This course introduces students to computer science. Students will design software independently and as part of a team, using industry-standard programming tools and applying the software development life-cycle model. They will also write and use subprograms within computer programs. Students will develop creative solutions for various types of problems as their understanding of the computing environment grows. They will also explore environmental and ergonomic issues, emerging research in computer science, and global career trends in computer-related fields.
This course is entirely online and does not require nor rely on any textbook. The following software is required and is currently not supported on mobile devices like tablets and Chromebooks.
- Java Development Kit (JDK) from Oracle® (A link to download this software for free is provided in the course)
- Eclipse® IDE (A link to download this free software for Mac® or Windows® is provided in the course)
Teaching and Learning Strategies:
The aim of this course is to introduce students to computer programming. In order to achieve this goal, a wide variety of instructional strategies are used to provide learning opportunities to accommodate a variety of learning styles, interests, and ability levels. The following are used throughout the course as strategies for teaching and learning the concepts presented:
- Communicating: Through the use of discussions, this course offers students the opportunity to share their understanding both in oral as well as written form.

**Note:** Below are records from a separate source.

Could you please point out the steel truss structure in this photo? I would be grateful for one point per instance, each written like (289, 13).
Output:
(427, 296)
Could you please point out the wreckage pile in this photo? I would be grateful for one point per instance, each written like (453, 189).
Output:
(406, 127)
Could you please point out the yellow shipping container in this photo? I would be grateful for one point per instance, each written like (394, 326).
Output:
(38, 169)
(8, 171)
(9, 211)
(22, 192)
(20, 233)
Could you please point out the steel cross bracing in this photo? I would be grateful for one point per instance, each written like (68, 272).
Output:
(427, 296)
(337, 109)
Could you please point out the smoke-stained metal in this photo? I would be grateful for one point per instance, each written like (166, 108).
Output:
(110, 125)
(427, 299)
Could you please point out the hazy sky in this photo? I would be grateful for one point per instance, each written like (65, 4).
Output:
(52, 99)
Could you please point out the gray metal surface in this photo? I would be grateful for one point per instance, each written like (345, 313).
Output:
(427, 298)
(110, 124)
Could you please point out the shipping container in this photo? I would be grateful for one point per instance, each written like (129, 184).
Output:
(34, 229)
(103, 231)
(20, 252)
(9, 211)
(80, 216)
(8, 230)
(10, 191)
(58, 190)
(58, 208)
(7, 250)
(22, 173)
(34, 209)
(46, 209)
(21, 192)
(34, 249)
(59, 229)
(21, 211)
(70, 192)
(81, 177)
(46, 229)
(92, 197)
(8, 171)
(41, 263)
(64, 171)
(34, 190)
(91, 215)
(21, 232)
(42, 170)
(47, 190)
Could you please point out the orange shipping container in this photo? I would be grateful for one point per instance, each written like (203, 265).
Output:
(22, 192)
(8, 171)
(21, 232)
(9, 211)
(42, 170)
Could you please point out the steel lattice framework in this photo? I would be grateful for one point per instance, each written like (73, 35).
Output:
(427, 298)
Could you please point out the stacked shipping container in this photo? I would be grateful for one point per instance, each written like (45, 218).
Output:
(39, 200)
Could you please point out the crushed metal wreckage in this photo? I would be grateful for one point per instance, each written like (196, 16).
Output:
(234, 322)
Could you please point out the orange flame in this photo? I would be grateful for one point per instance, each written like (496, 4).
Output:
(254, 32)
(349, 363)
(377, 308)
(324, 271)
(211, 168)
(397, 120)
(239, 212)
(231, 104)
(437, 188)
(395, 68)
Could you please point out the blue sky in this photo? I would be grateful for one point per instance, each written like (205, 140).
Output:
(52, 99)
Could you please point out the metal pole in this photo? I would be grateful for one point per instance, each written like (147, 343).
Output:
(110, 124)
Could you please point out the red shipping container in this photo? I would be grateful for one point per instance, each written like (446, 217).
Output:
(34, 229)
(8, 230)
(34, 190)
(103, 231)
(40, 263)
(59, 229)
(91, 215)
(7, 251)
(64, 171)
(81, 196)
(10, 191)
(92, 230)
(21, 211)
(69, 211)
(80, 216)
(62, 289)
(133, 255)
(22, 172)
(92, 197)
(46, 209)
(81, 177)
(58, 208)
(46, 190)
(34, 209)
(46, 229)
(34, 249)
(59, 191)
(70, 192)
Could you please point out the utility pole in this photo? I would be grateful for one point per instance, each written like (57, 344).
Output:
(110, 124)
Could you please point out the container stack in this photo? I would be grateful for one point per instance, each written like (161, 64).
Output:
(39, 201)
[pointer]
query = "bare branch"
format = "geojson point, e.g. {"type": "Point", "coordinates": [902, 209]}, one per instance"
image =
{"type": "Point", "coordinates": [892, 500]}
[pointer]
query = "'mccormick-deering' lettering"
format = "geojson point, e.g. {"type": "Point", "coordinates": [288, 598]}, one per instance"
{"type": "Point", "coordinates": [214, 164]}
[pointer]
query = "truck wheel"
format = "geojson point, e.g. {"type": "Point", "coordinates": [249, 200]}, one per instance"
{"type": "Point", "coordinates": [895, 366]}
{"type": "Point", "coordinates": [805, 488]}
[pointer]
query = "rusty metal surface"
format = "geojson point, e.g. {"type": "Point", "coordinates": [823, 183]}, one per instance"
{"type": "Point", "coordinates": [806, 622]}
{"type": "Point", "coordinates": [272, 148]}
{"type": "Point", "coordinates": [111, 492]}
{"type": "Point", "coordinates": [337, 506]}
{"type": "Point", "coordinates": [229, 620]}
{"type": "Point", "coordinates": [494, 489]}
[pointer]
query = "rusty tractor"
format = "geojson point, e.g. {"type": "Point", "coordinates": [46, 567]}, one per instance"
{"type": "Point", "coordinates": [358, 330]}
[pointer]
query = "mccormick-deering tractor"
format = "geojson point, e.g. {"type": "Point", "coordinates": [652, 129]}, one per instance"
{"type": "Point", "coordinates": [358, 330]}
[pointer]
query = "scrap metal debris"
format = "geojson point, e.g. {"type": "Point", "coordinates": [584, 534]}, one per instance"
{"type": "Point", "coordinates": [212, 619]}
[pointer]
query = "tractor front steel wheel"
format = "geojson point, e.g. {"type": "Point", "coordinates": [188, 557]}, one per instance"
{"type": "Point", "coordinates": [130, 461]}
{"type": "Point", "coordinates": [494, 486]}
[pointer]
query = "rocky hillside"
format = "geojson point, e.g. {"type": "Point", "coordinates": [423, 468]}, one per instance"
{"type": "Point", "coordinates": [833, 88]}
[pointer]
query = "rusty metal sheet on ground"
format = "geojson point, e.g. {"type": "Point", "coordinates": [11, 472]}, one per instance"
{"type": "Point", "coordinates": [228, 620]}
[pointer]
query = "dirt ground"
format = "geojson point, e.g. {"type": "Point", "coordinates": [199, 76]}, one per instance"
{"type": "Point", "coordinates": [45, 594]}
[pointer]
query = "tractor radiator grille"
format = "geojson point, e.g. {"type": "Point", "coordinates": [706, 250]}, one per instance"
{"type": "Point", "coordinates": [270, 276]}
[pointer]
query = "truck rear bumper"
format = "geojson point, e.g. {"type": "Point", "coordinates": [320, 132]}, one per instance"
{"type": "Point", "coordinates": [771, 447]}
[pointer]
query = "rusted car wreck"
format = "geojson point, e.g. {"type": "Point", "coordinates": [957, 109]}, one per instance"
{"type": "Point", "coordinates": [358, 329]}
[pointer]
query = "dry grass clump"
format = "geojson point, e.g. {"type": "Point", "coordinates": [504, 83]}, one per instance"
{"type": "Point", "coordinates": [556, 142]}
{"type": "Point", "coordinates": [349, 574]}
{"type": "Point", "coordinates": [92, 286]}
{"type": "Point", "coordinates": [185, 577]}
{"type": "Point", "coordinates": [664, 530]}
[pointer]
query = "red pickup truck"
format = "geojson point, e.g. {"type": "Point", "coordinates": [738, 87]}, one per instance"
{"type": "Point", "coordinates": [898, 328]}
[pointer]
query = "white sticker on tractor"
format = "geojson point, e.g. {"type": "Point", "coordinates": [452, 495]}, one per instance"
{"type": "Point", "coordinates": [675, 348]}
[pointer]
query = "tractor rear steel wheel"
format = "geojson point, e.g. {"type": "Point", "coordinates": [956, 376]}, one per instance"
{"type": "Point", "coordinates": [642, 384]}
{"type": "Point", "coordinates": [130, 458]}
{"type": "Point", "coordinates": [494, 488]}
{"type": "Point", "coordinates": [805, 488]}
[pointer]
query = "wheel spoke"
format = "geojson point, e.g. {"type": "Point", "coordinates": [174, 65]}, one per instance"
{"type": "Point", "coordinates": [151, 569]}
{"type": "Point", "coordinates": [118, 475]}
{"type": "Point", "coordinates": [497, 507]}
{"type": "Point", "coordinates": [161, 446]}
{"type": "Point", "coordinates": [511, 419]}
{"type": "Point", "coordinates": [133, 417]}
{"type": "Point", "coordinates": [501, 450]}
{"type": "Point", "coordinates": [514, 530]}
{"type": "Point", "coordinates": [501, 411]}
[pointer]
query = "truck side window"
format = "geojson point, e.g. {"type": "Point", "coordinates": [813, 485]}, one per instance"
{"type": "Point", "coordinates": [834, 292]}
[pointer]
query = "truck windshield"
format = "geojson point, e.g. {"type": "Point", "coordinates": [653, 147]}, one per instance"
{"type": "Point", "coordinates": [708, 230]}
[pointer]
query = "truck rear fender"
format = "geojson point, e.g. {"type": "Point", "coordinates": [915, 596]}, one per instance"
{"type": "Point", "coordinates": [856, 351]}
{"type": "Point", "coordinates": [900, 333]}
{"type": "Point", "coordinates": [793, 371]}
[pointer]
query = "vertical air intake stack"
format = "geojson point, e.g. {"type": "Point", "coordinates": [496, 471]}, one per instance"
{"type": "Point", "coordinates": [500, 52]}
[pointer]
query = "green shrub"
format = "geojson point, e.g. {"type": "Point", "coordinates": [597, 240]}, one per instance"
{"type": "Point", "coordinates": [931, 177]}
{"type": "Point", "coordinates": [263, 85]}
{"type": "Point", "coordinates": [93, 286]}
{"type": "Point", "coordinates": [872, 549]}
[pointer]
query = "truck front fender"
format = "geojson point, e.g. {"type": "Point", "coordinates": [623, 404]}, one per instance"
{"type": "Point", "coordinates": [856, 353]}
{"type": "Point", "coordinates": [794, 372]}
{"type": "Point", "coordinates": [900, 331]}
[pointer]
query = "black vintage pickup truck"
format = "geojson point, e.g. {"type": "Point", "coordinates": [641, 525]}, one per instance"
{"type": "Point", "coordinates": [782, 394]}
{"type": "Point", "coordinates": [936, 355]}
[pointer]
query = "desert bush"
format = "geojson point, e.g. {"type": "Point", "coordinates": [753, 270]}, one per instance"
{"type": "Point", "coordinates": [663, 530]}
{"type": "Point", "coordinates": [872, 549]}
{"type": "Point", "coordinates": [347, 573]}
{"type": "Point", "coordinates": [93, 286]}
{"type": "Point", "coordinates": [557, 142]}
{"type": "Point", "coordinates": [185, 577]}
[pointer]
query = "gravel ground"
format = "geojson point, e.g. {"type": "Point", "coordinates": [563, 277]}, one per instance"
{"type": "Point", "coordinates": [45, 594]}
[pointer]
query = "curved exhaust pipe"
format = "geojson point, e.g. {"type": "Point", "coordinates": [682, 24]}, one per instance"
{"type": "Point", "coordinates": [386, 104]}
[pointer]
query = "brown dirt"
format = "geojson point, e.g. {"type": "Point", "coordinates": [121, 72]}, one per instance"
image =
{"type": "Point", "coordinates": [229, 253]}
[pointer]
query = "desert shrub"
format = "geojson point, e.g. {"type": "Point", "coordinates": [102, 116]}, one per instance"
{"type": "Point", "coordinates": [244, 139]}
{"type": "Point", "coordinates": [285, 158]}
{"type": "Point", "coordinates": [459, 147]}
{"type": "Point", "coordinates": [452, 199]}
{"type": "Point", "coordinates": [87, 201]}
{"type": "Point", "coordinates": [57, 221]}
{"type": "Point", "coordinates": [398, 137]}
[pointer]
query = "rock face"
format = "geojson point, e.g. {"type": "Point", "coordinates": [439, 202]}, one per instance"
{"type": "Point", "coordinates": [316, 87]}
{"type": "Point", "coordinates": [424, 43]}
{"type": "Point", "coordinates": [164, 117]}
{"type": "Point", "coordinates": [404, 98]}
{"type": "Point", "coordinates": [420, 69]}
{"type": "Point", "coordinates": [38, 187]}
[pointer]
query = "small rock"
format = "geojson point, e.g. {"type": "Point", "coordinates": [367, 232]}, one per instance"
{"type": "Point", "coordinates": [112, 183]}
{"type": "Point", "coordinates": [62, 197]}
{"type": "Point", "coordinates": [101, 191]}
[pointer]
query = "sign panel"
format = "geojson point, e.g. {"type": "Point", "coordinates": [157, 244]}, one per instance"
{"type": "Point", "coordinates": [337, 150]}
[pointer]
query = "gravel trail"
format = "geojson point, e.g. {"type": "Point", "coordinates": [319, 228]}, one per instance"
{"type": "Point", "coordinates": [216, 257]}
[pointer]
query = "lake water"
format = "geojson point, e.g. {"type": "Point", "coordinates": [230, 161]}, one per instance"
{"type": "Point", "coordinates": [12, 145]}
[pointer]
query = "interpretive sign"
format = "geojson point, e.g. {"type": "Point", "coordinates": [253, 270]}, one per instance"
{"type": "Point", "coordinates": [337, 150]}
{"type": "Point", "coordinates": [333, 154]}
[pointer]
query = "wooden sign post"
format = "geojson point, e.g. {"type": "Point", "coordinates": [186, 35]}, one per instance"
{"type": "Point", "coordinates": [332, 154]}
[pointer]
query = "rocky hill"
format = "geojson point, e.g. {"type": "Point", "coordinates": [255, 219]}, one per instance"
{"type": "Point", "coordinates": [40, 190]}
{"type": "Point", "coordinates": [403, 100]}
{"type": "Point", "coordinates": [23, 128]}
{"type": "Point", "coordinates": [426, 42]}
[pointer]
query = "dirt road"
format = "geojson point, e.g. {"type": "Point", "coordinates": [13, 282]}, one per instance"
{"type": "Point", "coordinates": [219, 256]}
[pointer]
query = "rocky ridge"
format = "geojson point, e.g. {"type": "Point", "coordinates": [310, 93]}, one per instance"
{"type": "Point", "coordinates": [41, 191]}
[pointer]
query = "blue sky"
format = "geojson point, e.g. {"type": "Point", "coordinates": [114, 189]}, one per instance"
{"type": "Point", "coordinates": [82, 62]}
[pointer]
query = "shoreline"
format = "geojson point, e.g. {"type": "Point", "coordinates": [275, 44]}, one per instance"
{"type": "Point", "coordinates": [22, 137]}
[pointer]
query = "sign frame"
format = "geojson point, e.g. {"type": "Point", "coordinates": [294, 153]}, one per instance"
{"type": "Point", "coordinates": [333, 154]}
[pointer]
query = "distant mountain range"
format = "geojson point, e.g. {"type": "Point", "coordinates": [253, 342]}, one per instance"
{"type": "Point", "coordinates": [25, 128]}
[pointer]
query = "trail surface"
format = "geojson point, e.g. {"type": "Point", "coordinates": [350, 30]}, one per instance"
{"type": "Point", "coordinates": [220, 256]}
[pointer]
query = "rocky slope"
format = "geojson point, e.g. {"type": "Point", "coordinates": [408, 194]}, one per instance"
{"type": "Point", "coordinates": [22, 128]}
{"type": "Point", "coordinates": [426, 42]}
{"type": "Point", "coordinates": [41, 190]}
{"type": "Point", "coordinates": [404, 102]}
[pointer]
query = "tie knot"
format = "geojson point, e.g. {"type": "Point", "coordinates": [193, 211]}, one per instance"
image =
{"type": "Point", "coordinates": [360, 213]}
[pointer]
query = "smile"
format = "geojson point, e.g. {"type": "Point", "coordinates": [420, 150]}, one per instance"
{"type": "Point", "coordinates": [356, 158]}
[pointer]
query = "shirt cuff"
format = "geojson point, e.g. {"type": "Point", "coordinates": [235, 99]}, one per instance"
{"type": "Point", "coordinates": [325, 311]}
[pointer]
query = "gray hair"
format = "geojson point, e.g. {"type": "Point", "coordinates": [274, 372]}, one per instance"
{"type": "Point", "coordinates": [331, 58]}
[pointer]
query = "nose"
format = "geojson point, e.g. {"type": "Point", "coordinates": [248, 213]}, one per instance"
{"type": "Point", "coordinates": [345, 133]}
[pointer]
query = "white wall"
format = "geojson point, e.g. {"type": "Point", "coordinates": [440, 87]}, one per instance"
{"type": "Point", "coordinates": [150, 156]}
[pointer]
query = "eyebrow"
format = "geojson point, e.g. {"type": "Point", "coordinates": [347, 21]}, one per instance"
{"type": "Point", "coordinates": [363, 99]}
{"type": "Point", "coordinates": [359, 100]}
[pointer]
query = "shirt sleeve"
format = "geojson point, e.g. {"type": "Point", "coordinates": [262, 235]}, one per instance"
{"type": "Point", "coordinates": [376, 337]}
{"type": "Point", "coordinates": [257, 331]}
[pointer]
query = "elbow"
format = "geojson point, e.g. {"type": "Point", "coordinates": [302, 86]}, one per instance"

- Problem Solving: This course scaffolds learning by providing students with the basic knowledge needed to understand computer science and building off of this knowledge as they progress through the course. The course guides students toward recognizing opportunities to apply knowledge they have gained to solve problems.
- Connecting: This course connects the concepts taught to real-world applications (e.g. students will write programs that can read and write files).
- Representing: Through the use of examples, practice problems, and sample code, the course models various coding practices, poses questions that require students to use different representations as they are working at each level of conceptual development – concrete, visual or symbolic, and allows individual students the time they need to solidify their understanding at each conceptual stage.
- Guided Exploration: The course and teacher guide students through the exploration of a variety of coding practices and procedures necessary to be successful in computer science.
Assessment and Evaluation Strategies of Student Performance:
Every student attending Christian Virtual School is unique. We believe each student must have the opportunities to achieve success according to their own interests, abilities, and goals. Like the Ministry of Education, we have defined high expectations and standards for graduation, while introducing a range of options that allow students to learn in ways that suit them best and enable them to earn their diplomas. Christian Virtual School’s Assessment, Evaluation, and Reporting Policy is based on seven fundamental principles, as outlined in the Growing Success: Assessment, Evaluation, and Reporting in Ontario Schools document.
When these seven principles are fully understood and observed by all teachers, they guide the collection of meaningful information that helps inform instructional decisions, promote student engagement, and improve student learning. At Christian Virtual School, teachers use practices and procedures that:
- are fair, transparent, and equitable for all students;
- support all students, including those with special education needs, those who are learning English, and those who are First Nation, Métis, or Inuit;
- are carefully planned to relate to the curriculum expectations and learning goals and, as much as possible, to the interests, learning styles and preferences, needs, and experiences of all students;
- are communicated clearly to students and parents or guardians at the beginning of the school year or course and at other appropriate points throughout the school year or course;
- are ongoing, varied in nature, and administered over a period of time to provide multiple opportunities for students to demonstrate the full range of their learning;
- provide ongoing descriptive feedback that is clear, specific, meaningful, and timely to support improved learning and achievement; and
- develop students’ self-assessment skills to enable them to access their own learning, set specific goals, and plan next steps for their learning.